El viernes, a las cinco de la madrugada, Saphira me llamó. Tenía dolor. Se levantó renqueante, salió, volvió a entrar y se tumbó en el sofá. Sus ojos me dijeron claramente "quédate conmigo, por favor". Y me quedé. Me senté a su lado, la abracé, nos hablamos en silencio, como siempre. Repasamos todo lo que éramos la una para la otra, los casi once años que llevábamos juntas. Mis ojos se llenaron de lágrimas que empezaron a rodar libres e incontenibles. Me dijo que ya estaba preparada, que había llegado el momento de marchar, que sufría y que ese dolor le estaba quitando la alegría de vivir. Yo estaba esperando ese momento desde que volvimos de vacaciones. Así que, poco antes de las diez de la mañana, llamé a la veterinaria y le pedí que viniese a dormir a mi dragona.

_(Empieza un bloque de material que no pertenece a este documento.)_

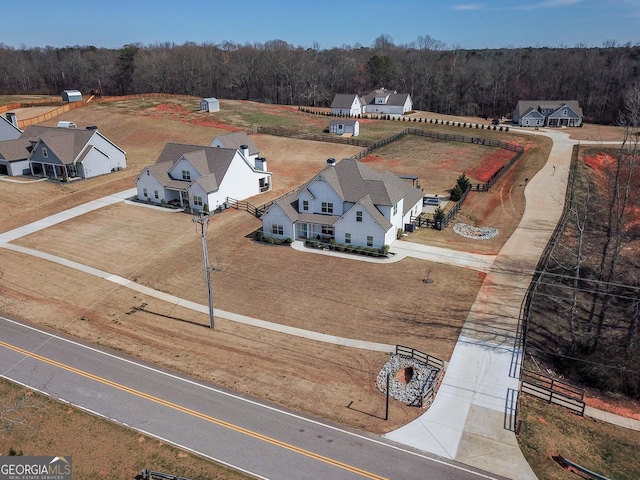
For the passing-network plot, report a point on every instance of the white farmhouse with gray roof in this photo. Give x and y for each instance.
(387, 102)
(346, 104)
(61, 154)
(347, 202)
(537, 113)
(194, 176)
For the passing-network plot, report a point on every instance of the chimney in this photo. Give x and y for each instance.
(261, 164)
(13, 119)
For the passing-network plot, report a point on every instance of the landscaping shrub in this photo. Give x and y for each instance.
(456, 193)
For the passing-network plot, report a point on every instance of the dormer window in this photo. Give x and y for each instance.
(327, 207)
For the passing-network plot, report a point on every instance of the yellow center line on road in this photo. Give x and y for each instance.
(194, 413)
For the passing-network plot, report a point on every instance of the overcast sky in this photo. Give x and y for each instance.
(465, 24)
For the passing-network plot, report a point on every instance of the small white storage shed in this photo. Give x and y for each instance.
(345, 126)
(209, 105)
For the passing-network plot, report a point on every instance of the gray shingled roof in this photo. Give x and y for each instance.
(395, 99)
(354, 182)
(66, 143)
(211, 162)
(524, 105)
(343, 100)
(18, 149)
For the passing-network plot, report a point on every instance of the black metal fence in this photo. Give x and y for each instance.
(525, 308)
(553, 391)
(313, 136)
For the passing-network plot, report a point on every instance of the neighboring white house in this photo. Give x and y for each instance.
(9, 127)
(209, 105)
(345, 126)
(61, 153)
(194, 176)
(347, 202)
(387, 102)
(535, 113)
(346, 104)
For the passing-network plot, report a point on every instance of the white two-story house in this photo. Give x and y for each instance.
(535, 113)
(61, 154)
(387, 102)
(194, 176)
(347, 202)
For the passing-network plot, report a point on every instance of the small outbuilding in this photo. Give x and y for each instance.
(345, 127)
(209, 105)
(71, 96)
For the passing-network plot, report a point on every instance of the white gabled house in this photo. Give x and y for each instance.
(346, 104)
(561, 113)
(194, 176)
(61, 154)
(387, 102)
(347, 202)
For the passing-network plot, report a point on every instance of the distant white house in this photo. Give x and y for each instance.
(380, 101)
(536, 113)
(194, 176)
(9, 127)
(346, 104)
(71, 96)
(61, 154)
(387, 102)
(209, 105)
(345, 126)
(347, 202)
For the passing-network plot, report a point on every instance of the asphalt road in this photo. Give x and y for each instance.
(260, 439)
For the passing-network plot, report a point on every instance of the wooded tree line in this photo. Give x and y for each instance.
(588, 304)
(438, 78)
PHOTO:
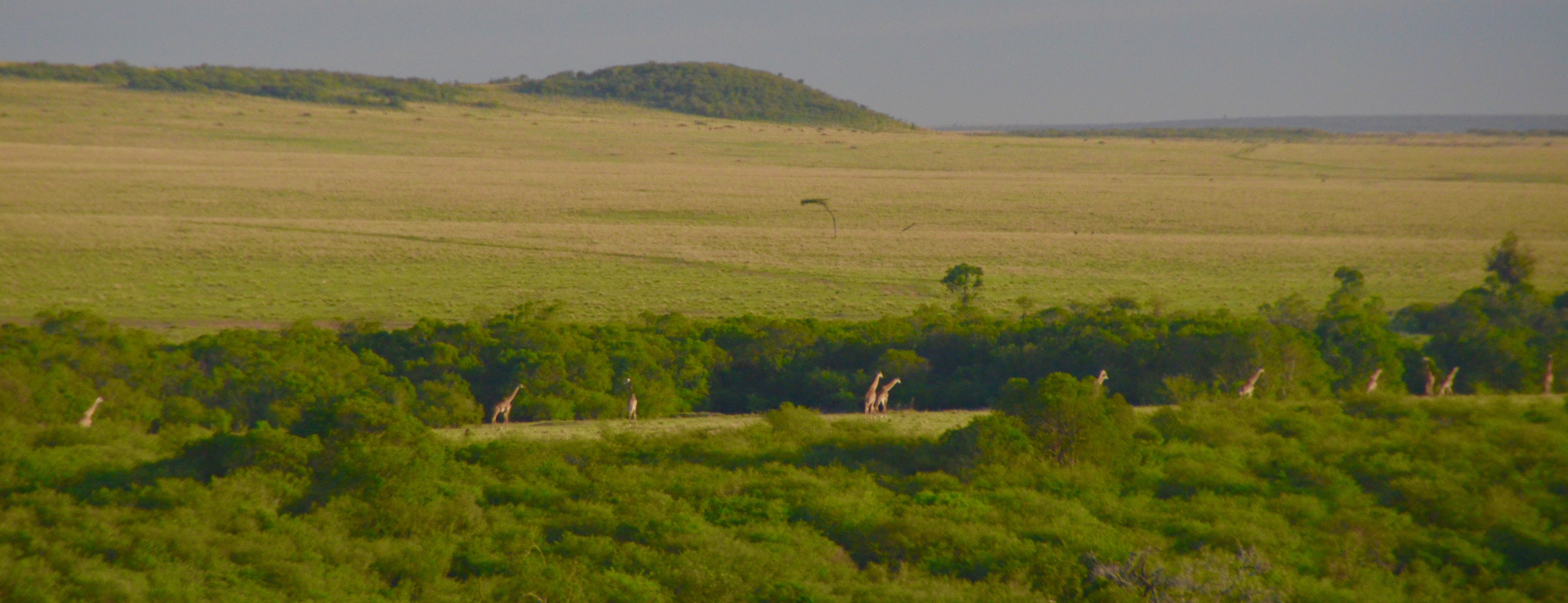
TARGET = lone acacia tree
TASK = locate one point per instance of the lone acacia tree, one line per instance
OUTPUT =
(824, 203)
(1511, 263)
(965, 282)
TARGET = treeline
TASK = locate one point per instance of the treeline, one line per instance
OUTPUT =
(1064, 495)
(1500, 337)
(1244, 134)
(713, 90)
(310, 85)
(259, 465)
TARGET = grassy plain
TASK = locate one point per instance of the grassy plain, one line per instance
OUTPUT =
(198, 211)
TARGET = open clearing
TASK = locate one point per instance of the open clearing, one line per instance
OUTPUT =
(201, 211)
(901, 423)
(927, 423)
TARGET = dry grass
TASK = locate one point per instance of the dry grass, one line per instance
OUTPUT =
(902, 423)
(209, 209)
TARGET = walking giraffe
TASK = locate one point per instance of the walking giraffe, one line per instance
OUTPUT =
(1547, 382)
(504, 409)
(871, 395)
(631, 402)
(1247, 390)
(882, 395)
(87, 418)
(1448, 384)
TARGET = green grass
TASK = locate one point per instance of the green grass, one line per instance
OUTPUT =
(204, 209)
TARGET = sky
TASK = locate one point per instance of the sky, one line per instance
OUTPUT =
(935, 63)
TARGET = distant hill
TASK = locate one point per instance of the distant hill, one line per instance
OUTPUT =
(311, 85)
(713, 90)
(1337, 125)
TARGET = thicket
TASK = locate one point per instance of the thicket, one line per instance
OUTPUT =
(1245, 134)
(310, 85)
(713, 90)
(300, 464)
(1062, 495)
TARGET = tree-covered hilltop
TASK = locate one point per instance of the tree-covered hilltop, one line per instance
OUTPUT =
(310, 85)
(713, 90)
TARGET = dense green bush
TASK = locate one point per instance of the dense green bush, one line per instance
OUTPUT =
(713, 90)
(1376, 499)
(299, 464)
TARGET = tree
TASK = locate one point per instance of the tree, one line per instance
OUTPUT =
(1070, 418)
(965, 282)
(824, 203)
(1354, 332)
(1511, 263)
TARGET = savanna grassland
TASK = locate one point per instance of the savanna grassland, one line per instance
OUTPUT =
(208, 209)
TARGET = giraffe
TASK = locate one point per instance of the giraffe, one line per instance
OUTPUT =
(882, 395)
(631, 402)
(1247, 390)
(504, 409)
(87, 418)
(1448, 384)
(871, 395)
(1547, 382)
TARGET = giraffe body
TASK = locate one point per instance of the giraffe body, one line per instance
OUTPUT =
(1448, 384)
(882, 395)
(504, 409)
(631, 402)
(871, 395)
(1547, 382)
(1252, 384)
(87, 417)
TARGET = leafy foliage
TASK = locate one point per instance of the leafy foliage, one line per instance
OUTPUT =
(297, 464)
(311, 85)
(713, 90)
(965, 282)
(1501, 334)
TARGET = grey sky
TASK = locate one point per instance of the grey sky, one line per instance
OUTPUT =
(930, 62)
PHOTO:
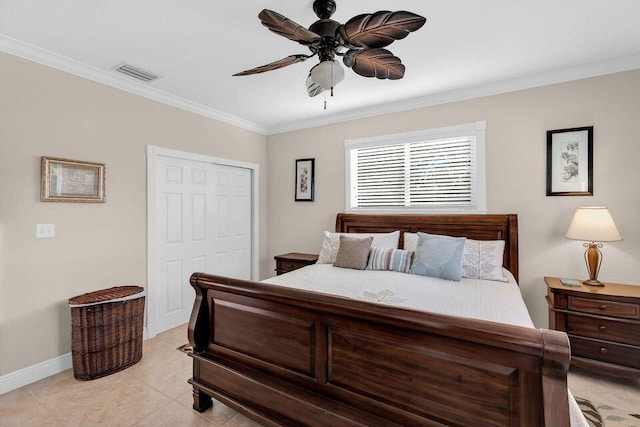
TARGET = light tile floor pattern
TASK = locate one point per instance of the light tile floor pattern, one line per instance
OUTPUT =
(155, 392)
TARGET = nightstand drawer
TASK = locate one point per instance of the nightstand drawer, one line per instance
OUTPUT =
(603, 329)
(289, 265)
(605, 351)
(605, 308)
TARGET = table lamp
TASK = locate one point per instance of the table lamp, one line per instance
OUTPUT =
(594, 225)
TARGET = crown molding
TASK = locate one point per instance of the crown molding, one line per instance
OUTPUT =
(109, 78)
(494, 88)
(42, 56)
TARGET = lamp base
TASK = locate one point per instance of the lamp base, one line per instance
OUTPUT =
(592, 283)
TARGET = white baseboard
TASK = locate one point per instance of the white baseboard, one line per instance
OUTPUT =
(33, 373)
(39, 371)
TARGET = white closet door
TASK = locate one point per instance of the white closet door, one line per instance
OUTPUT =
(203, 224)
(232, 227)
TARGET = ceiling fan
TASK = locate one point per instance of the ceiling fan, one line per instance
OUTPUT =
(359, 42)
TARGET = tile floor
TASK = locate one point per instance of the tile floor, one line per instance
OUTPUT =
(155, 392)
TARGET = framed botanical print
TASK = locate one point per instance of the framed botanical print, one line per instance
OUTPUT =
(570, 162)
(304, 180)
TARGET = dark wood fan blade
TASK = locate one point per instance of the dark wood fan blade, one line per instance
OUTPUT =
(379, 63)
(287, 28)
(374, 30)
(291, 59)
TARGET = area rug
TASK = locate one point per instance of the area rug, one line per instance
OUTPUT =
(601, 415)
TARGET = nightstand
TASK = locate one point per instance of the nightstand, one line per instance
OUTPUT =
(603, 325)
(293, 261)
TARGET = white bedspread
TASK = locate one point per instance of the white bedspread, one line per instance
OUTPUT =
(473, 298)
(479, 299)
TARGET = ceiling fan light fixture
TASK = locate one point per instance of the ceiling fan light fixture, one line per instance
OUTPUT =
(327, 75)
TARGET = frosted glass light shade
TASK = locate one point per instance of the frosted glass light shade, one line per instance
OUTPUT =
(593, 224)
(327, 74)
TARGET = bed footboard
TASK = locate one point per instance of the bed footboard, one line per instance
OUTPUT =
(289, 357)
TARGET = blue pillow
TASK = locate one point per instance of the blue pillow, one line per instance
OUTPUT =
(438, 256)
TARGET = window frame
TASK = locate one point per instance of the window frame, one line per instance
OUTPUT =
(478, 192)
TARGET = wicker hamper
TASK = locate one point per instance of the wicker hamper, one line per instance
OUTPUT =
(106, 331)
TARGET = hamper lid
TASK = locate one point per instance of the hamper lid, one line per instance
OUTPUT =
(114, 294)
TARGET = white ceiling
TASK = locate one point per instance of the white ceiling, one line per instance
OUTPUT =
(467, 48)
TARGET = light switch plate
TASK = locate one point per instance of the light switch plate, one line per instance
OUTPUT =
(45, 231)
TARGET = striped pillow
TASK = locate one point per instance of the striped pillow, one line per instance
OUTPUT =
(390, 259)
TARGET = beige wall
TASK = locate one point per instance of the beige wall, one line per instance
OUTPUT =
(516, 163)
(44, 112)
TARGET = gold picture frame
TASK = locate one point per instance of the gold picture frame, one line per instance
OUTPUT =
(65, 180)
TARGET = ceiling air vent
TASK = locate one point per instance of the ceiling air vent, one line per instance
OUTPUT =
(135, 72)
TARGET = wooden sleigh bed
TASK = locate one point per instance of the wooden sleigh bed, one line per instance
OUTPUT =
(288, 357)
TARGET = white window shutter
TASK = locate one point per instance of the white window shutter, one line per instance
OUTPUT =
(425, 171)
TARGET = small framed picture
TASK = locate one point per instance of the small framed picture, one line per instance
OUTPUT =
(66, 180)
(304, 180)
(570, 162)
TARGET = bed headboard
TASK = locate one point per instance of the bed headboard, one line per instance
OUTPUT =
(477, 227)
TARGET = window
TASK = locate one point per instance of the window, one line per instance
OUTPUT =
(439, 169)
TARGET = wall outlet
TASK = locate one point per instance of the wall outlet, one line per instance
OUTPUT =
(45, 230)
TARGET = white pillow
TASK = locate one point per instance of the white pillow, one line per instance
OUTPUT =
(331, 243)
(410, 241)
(481, 259)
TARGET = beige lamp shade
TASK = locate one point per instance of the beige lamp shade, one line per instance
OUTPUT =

En menos de media hora, Julia, la veterinaria, llegó a casa. La sedó suavemente. Rodeé su cuello con mis brazos y esperé. Me miró. Sus ojos me dieron enctonces su último y más valioso regalo, su eldunarí y supe que una parte de ella se quedaba en mí para siempre. Luego vino el sedante más potente y quedó profundamente dormida. Después el cóctel para provocar la parada... Se durmió dulcemente en mis brazos, sin un sobresalto. De repente, ya no estaba. Y, por un instante, creí morir de pena, de vacío. Y de felicidad, por haberle podido regalar ese sueño dulce, rodeada de amor y respeto. Jamás había sentido algo tan extraño, un dolor desgarrador al tiempo que felicidad...
La reina ya no estaba. La mañana era soleada y cálida. La enterramos en la finca, en casa, en su lugar favorito, junto al más avanzado de los robles, ese bajo el que siempre hay sol y sombra y tiene una vista excelente de toda la finca. Cuando la tierra se asiente, allí crecerá el más poderoso rosal.
Buen viaje, mi querida dragona Saphira.